Spitzenreiter in NRW ist Rheda-Wiedenbrück, weit vor Duisburg und Gelsenkirchen
Auffällig ist, dass Städte wie Ahaus, Iserlohn oder Kleve beispielsweise gar keine Prüffälle zu vermelden hatten, während Duisburg und Gelsenkirchen die Tabelle weit vor allen anderen Städten anführen – mit einer Ausnahme: Rheda-Wiedenbrück.
Die in Ostwestfalen-Lippe gelegene Stadt ist Sitz von Europas größtem Fleischverarbeitungsunternehmen, dem von Ex-Schalke-Boss Clemens Tönnies. Tausende Werkvertragsarbeiter aus Rumänien, Bulgarien und Polen leben dort in Problemimmobilien.
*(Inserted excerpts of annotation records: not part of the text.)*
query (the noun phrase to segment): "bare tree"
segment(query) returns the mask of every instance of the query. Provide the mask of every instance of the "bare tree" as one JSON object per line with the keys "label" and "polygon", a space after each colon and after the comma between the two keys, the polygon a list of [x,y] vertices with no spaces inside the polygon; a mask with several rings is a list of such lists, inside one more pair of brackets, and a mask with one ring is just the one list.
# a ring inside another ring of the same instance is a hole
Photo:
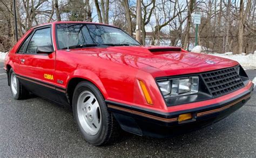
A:
{"label": "bare tree", "polygon": [[136,11],[136,39],[142,43],[140,35],[142,27],[142,6],[140,0],[137,0],[137,11]]}
{"label": "bare tree", "polygon": [[[97,13],[99,18],[99,22],[100,23],[109,24],[109,0],[100,0],[99,3],[98,0],[95,0],[95,6],[96,7]],[[100,5],[100,8],[99,6]]]}

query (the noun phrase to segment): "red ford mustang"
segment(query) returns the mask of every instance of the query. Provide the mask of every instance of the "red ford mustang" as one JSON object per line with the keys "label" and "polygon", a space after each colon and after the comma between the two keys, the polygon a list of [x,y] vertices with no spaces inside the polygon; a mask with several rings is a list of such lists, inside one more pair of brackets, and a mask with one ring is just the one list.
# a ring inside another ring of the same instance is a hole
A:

Die zunehmende Nachfrage nach Wohnraum sei vor Ort vielfach von Investoren ausgenutzt worden, indem Immobilien erworben und ohne Investitionen möglichst gewinnbringend an viele Werkvertragsarbeiter vermietet wurden. „Die Entwicklungen wirkten sich auf unterschiedliche Weise verstärkt negativ auf die Stadt und das Zusammenleben aus, sodass die Stadt zum Handeln gezwungen war“, beschreibt das Ministerium die besondere Problemlage in Rheda-Wiedenbrück in seinem Leitfaden zum Umgang mit Problemimmobilien.